Montgomery County announced Friday that it has reached agreement with a private developer to create a “life sciences” town center in its economically moribund eastern sector.

It took the county and developer Percontee, owners of adjoining land, more than a year to settle their differences over Viva White Oak, envisioned as a 300-acre hub of medical and science companies, housing and retail businesses adjacent to the Food and Drug Administration campus near Route 29 and New Hampshire Avenue.

County officials and community advocates hope the project will generate jobs and growth for a region of the county that has seen little of either. They see Viva White Oak as the third piece of a potential economic development engine that includes the FDA — which could expand onto the county property — and the new Washington Adventist Hospital that recently broke ground nearby. Supporters say the three ventures could generate as many as 10,000 new jobs as the project is built out over the next 25 years.

“Viva White Oak represents a significant leap forward for the East County,” County Executive Isiah Leggett (D) said in a statement Friday. “It will not only create a new community with homes, shopping and dining opportunities, but it will facilitate world-class research and development efforts right at the front door of the U.S. Food and Drug Administration (FDA) in White Oak and boost cooperation with that agency.”

Leggett finalized the agreement with representatives of the Gudelsky family, owner of Percontee, on Tuesday, just hours after undergoing back surgery at MedStar Georgetown University Hospital to relieve pain from spinal stenosis. It was his second surgery in the past six months.

The shape of the agreement has changed considerably over the past year, morphing from a partnership, in which both parties would share profits and risks, into a land sale. The details are certain to be closely scrutinized by the County Council as it reviews the plan starting this week. The council will have to decide whether to approve $47 million in bond funding to finance roads and intersection improvements around the site. Aspects of the deal will be reviewed by the Montgomery Planning Board.

The deal nearly collapsed in late April over legal and environmental concerns surrounding Percontee’s 180-acre site, currently a sand and gravel quarry.

Half-century-old covenants on the property, sought by neighboring landowners to limit industrial uses on the property, bar Percontee from building on more than 40 percent of the land.

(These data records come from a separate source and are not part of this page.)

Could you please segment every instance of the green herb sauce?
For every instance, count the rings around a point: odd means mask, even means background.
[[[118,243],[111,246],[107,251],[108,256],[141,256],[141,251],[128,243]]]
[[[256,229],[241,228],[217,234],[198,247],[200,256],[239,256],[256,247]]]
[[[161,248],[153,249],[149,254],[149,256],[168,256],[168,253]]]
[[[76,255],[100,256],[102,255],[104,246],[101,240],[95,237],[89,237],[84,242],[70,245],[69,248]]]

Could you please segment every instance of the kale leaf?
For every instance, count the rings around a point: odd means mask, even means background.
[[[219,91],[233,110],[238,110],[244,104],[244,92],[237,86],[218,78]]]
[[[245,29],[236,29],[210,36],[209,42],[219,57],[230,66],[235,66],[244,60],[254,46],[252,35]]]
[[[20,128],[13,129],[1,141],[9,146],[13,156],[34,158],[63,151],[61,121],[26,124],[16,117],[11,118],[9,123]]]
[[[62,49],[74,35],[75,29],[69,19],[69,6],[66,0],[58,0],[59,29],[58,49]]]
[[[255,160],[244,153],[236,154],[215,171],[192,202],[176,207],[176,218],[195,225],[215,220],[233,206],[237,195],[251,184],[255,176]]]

Percontee’s executive vice president, Jonathan Genn, who did not return phone calls Friday, said in April that the covenants were no longer a factor because the land has been rezoned.

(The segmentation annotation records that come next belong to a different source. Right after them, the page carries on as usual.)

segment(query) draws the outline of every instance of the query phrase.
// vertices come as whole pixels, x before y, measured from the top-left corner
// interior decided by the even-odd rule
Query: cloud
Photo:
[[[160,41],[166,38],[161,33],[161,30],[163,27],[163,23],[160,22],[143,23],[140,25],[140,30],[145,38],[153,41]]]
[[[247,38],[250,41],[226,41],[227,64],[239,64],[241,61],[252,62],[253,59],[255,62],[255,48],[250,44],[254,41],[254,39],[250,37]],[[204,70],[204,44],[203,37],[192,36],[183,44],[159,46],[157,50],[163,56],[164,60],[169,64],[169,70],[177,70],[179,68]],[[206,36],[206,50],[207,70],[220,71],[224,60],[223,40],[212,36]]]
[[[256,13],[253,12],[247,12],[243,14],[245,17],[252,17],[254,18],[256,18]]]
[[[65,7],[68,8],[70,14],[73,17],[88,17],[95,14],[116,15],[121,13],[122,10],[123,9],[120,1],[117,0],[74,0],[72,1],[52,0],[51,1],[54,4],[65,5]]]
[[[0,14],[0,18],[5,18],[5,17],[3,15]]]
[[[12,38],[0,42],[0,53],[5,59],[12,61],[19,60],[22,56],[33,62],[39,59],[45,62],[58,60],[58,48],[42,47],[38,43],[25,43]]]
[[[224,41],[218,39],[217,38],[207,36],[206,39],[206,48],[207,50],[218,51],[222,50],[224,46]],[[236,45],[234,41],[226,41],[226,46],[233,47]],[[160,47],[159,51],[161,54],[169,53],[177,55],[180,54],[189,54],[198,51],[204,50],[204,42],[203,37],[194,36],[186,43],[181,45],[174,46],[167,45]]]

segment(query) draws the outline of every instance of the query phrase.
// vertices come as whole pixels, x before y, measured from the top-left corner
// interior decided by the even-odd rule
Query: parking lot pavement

But Montgomery attorneys warned Leggett that the county could face lawsuits from property owners adjacent to and near the site who want enforcement of the covenants to continue. The covenants, which were discovered by county attorneys through their own due diligence, also raise questions about the value of Percontee’s land.

Leggett said in an interview Friday that the agreement was revised so that the county does not have any ownership interest in Percontee’s land. Instead, the county will eventually sell its property to the developer for $42 million — the appraised value of the land. Leggett said it will be Percontee’s responsibility to dispose of the covenants, and that the company will pay the county for any legal costs or damages that may arise.

“I did not want the county dragged into being a part of that,” Leggett said. “They’re going to have to figure that part out.”

County attorneys also raised objections about industrial contaminants on the Percontee land that will have to be removed before construction can begin. The county’s land has already been cleaned up.

Leggett said the county and Percontee agreed that the company would remediate the land in phases, as construction goes forward.

The deal remains a good one for the county, Leggett said. Montgomery purchased its 115-acre site from the Washington Suburban Sanitary Commission for $11 million about 10 years ago.

The document that outlines the deal, known as a general development agreement, went through more than 20 drafts, according to county officials. Friction between Genn and some senior county officials prolonged the talks, which blew past multiple deadlines set by the Percontee executive.

Leggett said he negotiated key parts of the deal personally with Percontee president and chief executive John Gudelsky. Leggett has a long history with the Gudelsky family, a major player in regional real estate with interests in Tysons Corner, Wheaton Plaza and numerous other projects.

Leggett and Gudelsky’s mother, Martha Gudelsky, served together on a nonprofit board in the mid-1980s, shortly before Leggett made his first run for the County Council.

“She was not a big contributor, but she introduced me to people,” he said.

Family members have contributed thousands of dollars to Leggett’s campaigns over the years, campaign finance records show.